“They can’t hack it, so they left.” This is how city dwellers explain why someone would choose to leave “the city” for a suburban life. The person leaving the city explains, “I wanted more space, I was ready to start a family, I wanted to live someplace with sidewalks,” and so on. The city dweller is not ready to give up the city for an apartment big enough for the microwave to fit in the kitchen instead of the living room.
I recently read an article about Rachael Ray in Bloomerberg Businessweek discussing how she credits leaving New York City, a city she loved, as a catalyst for her current success. Ray was working at Macy’s, managing their gourmet markets, and living in Queens. After being mugged twice by the same person within a few days, she moved to Albany, New York – where she grew up – and got a job in a local market teaching cooking classes. Her cooking classes led to a book which ultimately found its way to Al Roker.
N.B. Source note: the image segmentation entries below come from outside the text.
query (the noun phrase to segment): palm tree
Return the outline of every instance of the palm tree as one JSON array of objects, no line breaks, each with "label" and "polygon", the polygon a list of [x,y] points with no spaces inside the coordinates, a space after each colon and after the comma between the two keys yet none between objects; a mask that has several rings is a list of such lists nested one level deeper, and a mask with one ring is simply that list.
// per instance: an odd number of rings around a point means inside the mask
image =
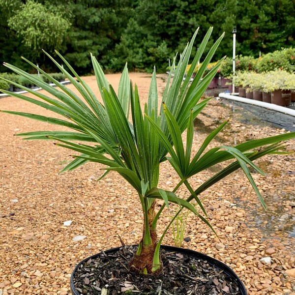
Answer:
[{"label": "palm tree", "polygon": [[[181,56],[174,77],[172,79],[171,74],[168,77],[162,98],[163,103],[160,109],[158,109],[155,69],[151,78],[148,102],[142,110],[137,87],[136,85],[133,87],[130,81],[127,65],[122,73],[117,94],[108,83],[95,58],[91,55],[97,85],[102,98],[102,104],[93,91],[58,52],[57,55],[71,74],[50,55],[45,53],[75,86],[80,96],[25,58],[30,64],[55,84],[57,88],[49,86],[37,77],[11,64],[4,63],[7,68],[47,90],[54,98],[10,81],[8,82],[33,94],[38,99],[9,91],[2,90],[2,92],[47,109],[65,118],[9,111],[2,112],[72,129],[71,131],[34,131],[18,135],[26,139],[54,140],[57,142],[57,145],[77,152],[79,154],[74,156],[75,159],[62,172],[73,170],[89,161],[99,163],[105,166],[106,172],[101,178],[110,171],[116,171],[137,191],[143,212],[143,236],[137,252],[130,262],[130,266],[143,273],[156,274],[161,270],[161,242],[173,220],[183,208],[193,212],[213,230],[206,219],[206,213],[200,195],[237,169],[243,170],[265,207],[248,166],[263,174],[253,161],[269,153],[280,152],[278,150],[283,146],[280,143],[282,141],[295,137],[295,132],[292,132],[251,140],[234,147],[220,146],[208,149],[207,148],[211,141],[227,124],[228,121],[226,121],[208,134],[196,154],[191,154],[193,121],[210,99],[202,100],[201,97],[223,59],[218,61],[203,77],[222,39],[222,35],[210,49],[202,66],[190,83],[194,70],[204,54],[212,30],[212,28],[209,29],[199,46],[190,69],[184,78],[198,30],[194,33]],[[131,120],[129,121],[130,112]],[[181,135],[185,130],[186,142],[184,148]],[[253,150],[257,148],[259,149]],[[179,176],[179,182],[172,191],[162,189],[158,186],[160,165],[165,161],[169,162]],[[229,162],[225,168],[199,187],[193,188],[190,184],[191,177],[225,161]],[[190,195],[186,199],[177,196],[177,190],[181,185],[185,186],[190,192]],[[160,200],[162,204],[157,211],[155,207],[157,200]],[[198,208],[191,204],[193,200],[195,200]],[[165,206],[168,207],[170,203],[179,205],[179,210],[158,237],[156,232],[157,221]]]}]

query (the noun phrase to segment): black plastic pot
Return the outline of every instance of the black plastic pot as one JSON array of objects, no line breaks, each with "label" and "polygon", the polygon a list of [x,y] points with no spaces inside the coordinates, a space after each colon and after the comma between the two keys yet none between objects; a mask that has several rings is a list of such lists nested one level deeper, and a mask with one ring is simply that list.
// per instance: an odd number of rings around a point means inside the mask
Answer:
[{"label": "black plastic pot", "polygon": [[[186,254],[187,255],[189,255],[191,257],[193,257],[194,258],[196,258],[197,259],[200,259],[201,260],[205,260],[206,261],[207,263],[209,264],[210,266],[214,266],[217,268],[220,269],[220,270],[222,270],[223,272],[227,274],[229,277],[232,278],[233,281],[235,281],[237,286],[238,286],[239,289],[242,294],[242,295],[247,295],[247,291],[246,290],[246,288],[244,286],[244,284],[242,282],[242,281],[240,280],[238,277],[236,275],[236,273],[230,267],[228,266],[226,264],[224,264],[223,262],[219,261],[219,260],[217,260],[216,259],[214,259],[210,256],[208,256],[207,255],[206,255],[205,254],[203,254],[200,252],[198,252],[195,251],[193,251],[192,250],[189,250],[188,249],[183,249],[183,248],[178,248],[177,247],[174,247],[172,246],[166,246],[164,245],[162,245],[161,246],[161,248],[165,249],[166,251],[171,251],[171,252],[176,252],[178,253]],[[110,249],[107,251],[104,251],[104,252],[106,254],[107,253],[111,253],[113,252],[117,251],[120,247],[118,248],[114,248],[113,249]],[[75,290],[75,286],[74,286],[74,274],[75,273],[76,269],[80,266],[88,261],[89,259],[95,259],[100,253],[97,253],[97,254],[95,254],[94,255],[92,255],[92,256],[90,256],[89,257],[88,257],[86,258],[82,261],[79,263],[78,265],[77,265],[75,267],[74,271],[72,273],[72,275],[71,276],[71,282],[70,282],[70,287],[71,287],[71,293],[73,295],[80,295],[80,294],[76,291]]]}]

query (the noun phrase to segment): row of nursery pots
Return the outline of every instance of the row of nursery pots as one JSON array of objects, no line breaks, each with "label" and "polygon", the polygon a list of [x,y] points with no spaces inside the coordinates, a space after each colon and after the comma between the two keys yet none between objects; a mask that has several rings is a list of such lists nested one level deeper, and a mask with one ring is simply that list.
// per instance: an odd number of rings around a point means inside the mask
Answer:
[{"label": "row of nursery pots", "polygon": [[227,88],[231,80],[223,77],[215,77],[212,79],[208,86],[208,88],[213,89],[214,88]]},{"label": "row of nursery pots", "polygon": [[238,96],[250,99],[272,103],[278,106],[287,106],[295,102],[295,91],[291,90],[276,90],[271,92],[249,91],[249,88],[238,88]]}]

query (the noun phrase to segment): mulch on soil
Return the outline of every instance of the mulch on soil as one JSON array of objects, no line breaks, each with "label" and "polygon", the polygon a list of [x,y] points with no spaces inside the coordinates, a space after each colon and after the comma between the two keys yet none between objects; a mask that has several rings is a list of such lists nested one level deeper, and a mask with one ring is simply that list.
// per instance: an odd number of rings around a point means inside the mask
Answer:
[{"label": "mulch on soil", "polygon": [[143,295],[241,294],[236,282],[222,270],[206,261],[171,251],[162,249],[163,269],[156,277],[134,272],[129,263],[136,250],[125,246],[88,260],[75,272],[76,291],[86,295],[100,294],[103,288],[110,295],[129,290]]}]

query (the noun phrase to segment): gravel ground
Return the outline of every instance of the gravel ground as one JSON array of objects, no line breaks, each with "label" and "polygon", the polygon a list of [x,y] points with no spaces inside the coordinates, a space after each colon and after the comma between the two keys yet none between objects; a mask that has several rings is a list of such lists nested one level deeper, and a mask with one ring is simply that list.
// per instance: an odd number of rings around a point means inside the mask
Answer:
[{"label": "gravel ground", "polygon": [[[107,76],[118,88],[119,75]],[[130,76],[145,99],[150,76],[142,73]],[[160,91],[165,77],[158,77]],[[93,77],[85,80],[95,87]],[[0,99],[0,109],[48,114],[35,108],[12,97]],[[249,120],[245,124],[240,108],[236,107],[235,111],[230,126],[214,145],[233,145],[286,132]],[[195,150],[206,132],[232,114],[230,104],[213,99],[196,121]],[[25,142],[13,136],[59,128],[22,117],[0,115],[0,295],[69,294],[71,273],[79,261],[100,249],[119,245],[118,235],[129,244],[137,243],[140,238],[140,203],[123,179],[111,173],[97,182],[102,172],[94,163],[59,175],[59,172],[71,160],[69,150],[54,146],[52,142]],[[294,141],[287,143],[286,148],[295,150]],[[292,234],[294,160],[294,154],[291,154],[268,155],[257,161],[266,174],[266,177],[253,174],[268,206],[266,212],[240,171],[203,194],[209,221],[221,242],[195,216],[188,216],[185,237],[190,240],[184,241],[182,246],[226,263],[251,295],[295,294],[295,238]],[[192,177],[193,186],[197,187],[214,172]],[[172,188],[177,178],[169,164],[163,163],[161,187]],[[184,189],[180,190],[180,195],[186,193]],[[159,232],[174,209],[172,206],[171,212],[167,210],[163,215]],[[72,221],[70,225],[64,226],[63,223],[69,220]],[[77,236],[86,237],[73,240]],[[173,244],[172,233],[164,243]],[[270,258],[270,263],[260,261],[266,257]]]}]

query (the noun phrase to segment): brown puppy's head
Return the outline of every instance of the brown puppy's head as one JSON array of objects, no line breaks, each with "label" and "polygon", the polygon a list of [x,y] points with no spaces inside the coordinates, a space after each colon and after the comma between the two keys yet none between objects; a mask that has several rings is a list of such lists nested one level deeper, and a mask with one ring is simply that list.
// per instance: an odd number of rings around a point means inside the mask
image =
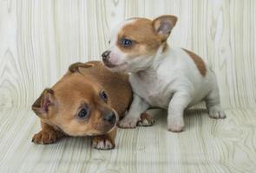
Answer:
[{"label": "brown puppy's head", "polygon": [[110,131],[118,120],[109,101],[100,86],[74,73],[45,89],[32,110],[43,122],[69,136],[95,136]]},{"label": "brown puppy's head", "polygon": [[104,64],[113,71],[136,72],[147,68],[157,54],[164,52],[177,17],[161,16],[151,21],[132,18],[112,32],[109,48],[102,54]]}]

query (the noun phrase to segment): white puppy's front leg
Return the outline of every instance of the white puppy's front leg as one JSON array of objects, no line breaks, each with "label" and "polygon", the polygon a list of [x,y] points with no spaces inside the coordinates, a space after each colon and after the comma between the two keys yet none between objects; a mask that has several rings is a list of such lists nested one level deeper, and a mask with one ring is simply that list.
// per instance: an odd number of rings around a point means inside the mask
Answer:
[{"label": "white puppy's front leg", "polygon": [[147,111],[149,105],[136,93],[134,93],[133,102],[128,114],[118,122],[118,126],[121,128],[135,128],[140,120],[140,116]]},{"label": "white puppy's front leg", "polygon": [[191,101],[190,94],[177,92],[174,94],[168,106],[167,128],[173,132],[180,132],[184,128],[184,109]]}]

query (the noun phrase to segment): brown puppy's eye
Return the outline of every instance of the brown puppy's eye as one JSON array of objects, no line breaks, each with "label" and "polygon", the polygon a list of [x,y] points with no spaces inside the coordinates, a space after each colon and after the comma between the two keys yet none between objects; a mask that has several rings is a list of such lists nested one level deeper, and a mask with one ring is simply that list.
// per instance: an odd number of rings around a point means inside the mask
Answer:
[{"label": "brown puppy's eye", "polygon": [[79,119],[85,119],[89,114],[89,111],[85,108],[82,108],[79,113],[78,113],[78,117]]},{"label": "brown puppy's eye", "polygon": [[121,44],[124,46],[124,47],[129,47],[131,46],[133,43],[133,41],[129,40],[129,39],[122,39],[121,40]]},{"label": "brown puppy's eye", "polygon": [[104,92],[104,91],[102,91],[101,93],[101,98],[104,100],[104,101],[107,101],[108,100],[108,95],[107,93]]}]

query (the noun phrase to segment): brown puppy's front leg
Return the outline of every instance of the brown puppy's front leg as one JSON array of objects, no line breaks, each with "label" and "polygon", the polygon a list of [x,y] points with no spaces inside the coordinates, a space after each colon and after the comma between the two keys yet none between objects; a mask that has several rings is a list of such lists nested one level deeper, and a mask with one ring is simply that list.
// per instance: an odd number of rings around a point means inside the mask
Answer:
[{"label": "brown puppy's front leg", "polygon": [[48,144],[56,142],[64,136],[62,131],[55,130],[50,125],[41,121],[42,130],[34,135],[32,142],[40,144]]},{"label": "brown puppy's front leg", "polygon": [[116,135],[116,127],[115,127],[109,133],[105,135],[93,137],[92,145],[98,150],[110,150],[114,149],[115,138]]}]

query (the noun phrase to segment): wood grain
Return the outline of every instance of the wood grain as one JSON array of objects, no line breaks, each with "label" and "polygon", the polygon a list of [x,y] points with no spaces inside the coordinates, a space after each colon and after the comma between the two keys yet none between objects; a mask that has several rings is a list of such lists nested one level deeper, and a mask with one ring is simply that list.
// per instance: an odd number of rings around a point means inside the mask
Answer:
[{"label": "wood grain", "polygon": [[[84,138],[30,143],[39,121],[30,107],[44,87],[70,63],[100,60],[117,22],[162,14],[179,17],[170,45],[194,51],[215,71],[226,119],[192,111],[186,131],[174,134],[157,116],[155,126],[119,130],[111,151]],[[1,0],[0,170],[256,172],[255,50],[254,0]]]}]

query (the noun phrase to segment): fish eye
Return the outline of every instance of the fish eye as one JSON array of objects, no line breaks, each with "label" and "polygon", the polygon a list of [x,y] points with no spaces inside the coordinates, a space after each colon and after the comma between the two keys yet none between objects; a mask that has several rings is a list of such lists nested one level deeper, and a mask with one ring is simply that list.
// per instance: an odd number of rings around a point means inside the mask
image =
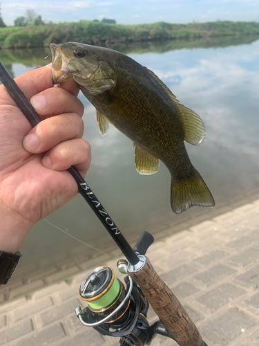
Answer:
[{"label": "fish eye", "polygon": [[83,48],[78,48],[74,51],[74,55],[76,57],[84,57],[86,55],[86,53]]}]

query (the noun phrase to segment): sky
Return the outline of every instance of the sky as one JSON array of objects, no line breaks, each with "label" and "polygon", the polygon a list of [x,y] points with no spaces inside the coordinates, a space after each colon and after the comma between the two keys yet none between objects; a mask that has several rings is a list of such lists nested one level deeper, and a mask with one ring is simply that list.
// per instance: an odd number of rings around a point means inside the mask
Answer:
[{"label": "sky", "polygon": [[258,0],[1,0],[6,25],[34,10],[46,22],[102,20],[111,18],[120,24],[166,21],[190,23],[217,20],[259,21]]}]

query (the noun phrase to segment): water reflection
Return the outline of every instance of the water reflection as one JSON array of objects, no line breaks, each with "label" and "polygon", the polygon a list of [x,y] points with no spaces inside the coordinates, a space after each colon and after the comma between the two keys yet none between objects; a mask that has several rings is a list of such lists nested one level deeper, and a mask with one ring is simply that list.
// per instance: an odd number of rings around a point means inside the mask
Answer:
[{"label": "water reflection", "polygon": [[[116,47],[153,71],[181,103],[203,119],[204,142],[198,147],[188,145],[187,149],[213,194],[215,208],[259,187],[259,41],[252,37],[241,39],[238,45],[237,38],[231,42],[222,38],[218,46],[215,41],[190,41],[185,48],[183,42]],[[6,64],[10,62],[9,71],[17,76],[48,63],[42,59],[48,53],[40,49],[2,51],[0,58]],[[91,144],[93,155],[86,181],[129,241],[144,229],[159,232],[186,219],[195,223],[198,216],[211,215],[210,210],[194,208],[174,215],[169,202],[170,176],[164,166],[153,176],[137,173],[131,140],[113,127],[102,138],[95,109],[79,97],[85,105],[84,138]],[[48,219],[92,246],[107,251],[115,248],[79,196]],[[96,254],[44,221],[35,226],[21,252],[21,267],[32,257],[37,259],[35,268],[44,266],[48,259],[54,264],[54,255],[61,258],[66,254],[74,261],[77,256]]]}]

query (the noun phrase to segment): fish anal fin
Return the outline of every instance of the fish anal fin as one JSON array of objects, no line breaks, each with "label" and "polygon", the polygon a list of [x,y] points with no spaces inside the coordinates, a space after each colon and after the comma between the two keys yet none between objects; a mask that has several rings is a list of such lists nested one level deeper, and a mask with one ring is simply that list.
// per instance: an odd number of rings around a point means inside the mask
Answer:
[{"label": "fish anal fin", "polygon": [[189,179],[172,179],[171,186],[171,206],[175,214],[180,214],[195,206],[203,208],[215,206],[211,192],[196,170]]},{"label": "fish anal fin", "polygon": [[109,122],[107,118],[97,109],[96,109],[96,118],[97,120],[99,131],[102,136],[104,136],[109,129]]},{"label": "fish anal fin", "polygon": [[184,131],[184,140],[193,145],[198,145],[205,137],[205,127],[203,121],[196,113],[180,103],[171,91],[151,70],[146,67],[149,74],[155,79],[171,98],[173,107],[181,120]]},{"label": "fish anal fin", "polygon": [[135,147],[135,165],[141,174],[154,174],[158,171],[159,158],[153,156],[137,145]]}]

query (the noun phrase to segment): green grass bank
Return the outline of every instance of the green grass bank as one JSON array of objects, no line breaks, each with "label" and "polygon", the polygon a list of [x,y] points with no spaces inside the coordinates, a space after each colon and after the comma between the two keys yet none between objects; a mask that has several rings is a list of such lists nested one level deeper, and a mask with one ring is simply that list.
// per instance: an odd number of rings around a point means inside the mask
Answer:
[{"label": "green grass bank", "polygon": [[39,26],[1,28],[0,48],[45,47],[51,42],[59,44],[68,41],[111,46],[161,39],[197,39],[251,35],[259,35],[259,23],[218,21],[189,24],[159,22],[120,25],[80,21]]}]

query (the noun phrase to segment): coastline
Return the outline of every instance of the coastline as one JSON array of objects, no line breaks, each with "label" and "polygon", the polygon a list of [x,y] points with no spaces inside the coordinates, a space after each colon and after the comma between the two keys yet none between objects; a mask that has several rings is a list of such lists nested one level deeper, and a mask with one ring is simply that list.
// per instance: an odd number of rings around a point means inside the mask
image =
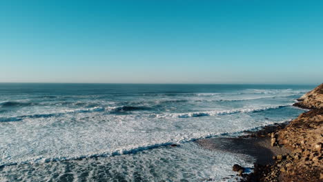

When she got a call from the Today show, she thought it was a joke. A storm was coming through New York, and all of the show’s guests had cancelled. They wanted to know if she could fill in. Ray made Al Roker a 30-minute meal, and The Food Network called shortly after. What if Ray had never moved to Albany?
I’m a city dweller. I’ve lived in New York, San Francisco, and now DC. I don’t have a car and yes, I’ve lived in an apartment so small the microwave really was in the living room. I wouldn’t give up my experiences in urban living for anything, but maybe someday I’ll find I need to. I just don’t know. We never do.